Also applies to at least two battles (one of which is mentioned below) in which the boss is coded to only target specific party members: Your three aside from Dagger in the fight with Black Waltz Number 2 (to the point were he'll cast AOE spells that in every other circumstance would hit all your party members only on those three), and Dagger specifically in a battle with the bounty hunter Lani. The former is tasked with returning Dagger to her mother, and if he succeeds in killing all of your party members aside from her, he'll cast a spell to put her to sleep and the game will end.
Also when Dagger loses her voice in the plot. During game-play, her ability to cast spells is impaired: every couple of turns will fail with a "Can't concentrate." She gets better, though.
Most characters will also skip their post-battle victory poses during plot circumstances that concern them in some negative way, including Garnet losing her voice described above.
Final Fantasy XII has one scene where Fran gets induced with extra strength and near insanity, causing her to break free from her restraints. The fight after this scene reflects this by inducing the Berserk status on Fran.

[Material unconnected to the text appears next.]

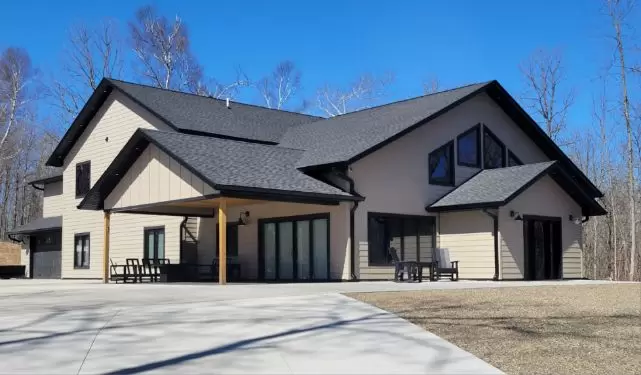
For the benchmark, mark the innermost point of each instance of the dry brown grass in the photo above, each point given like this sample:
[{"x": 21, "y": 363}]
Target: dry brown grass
[{"x": 587, "y": 329}]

In Final Fantasy XIII, Lightning runs around with a portable anti-gravity device in the inventory that is never used outside cutscenes... except that she is the only player character who never takes damage from falling (when hurled into the air by an enemy). This is actually a remnant of an earlier concept, where Lightning's powers were all based around gravity manipulation.
In Lunar: Eternal Blue, Lucia's character is a major example of gameplay and story integration:
Lucia's development of human emotions happens concurrently with her deveoping new tactics in battle. For example, after a plot point wherein she returns to Hiro because she misses him (though she doesn't understand that), she begins casting healing and protective spells on other characters, favoring Hiro, in fact. Prior to this plot point, she would only cast these spells on herself.
When you first get her, she's, well, a Physical God, with absurd stats and the ability to solo any group in the dungeon you find her in within a single turn. Once she's injured by Zophar, however, her stats are reduced to nearly nothing and she spends the game recovering, even in battle.
And then there's her mana supply - or rather, the "lack" of it. Lucia is a pure spellcaster, and doesn't possess a physical attack--at the worst she'll chain-cast a single-target damage spell on an enemy. However, her MP supply reads "null", just like any pure physical-damage warrior. And then you realize... oh yeah, she's a Physical God, her mana supply isinfinite. The game doesn't bother tracking it because she'll never run out.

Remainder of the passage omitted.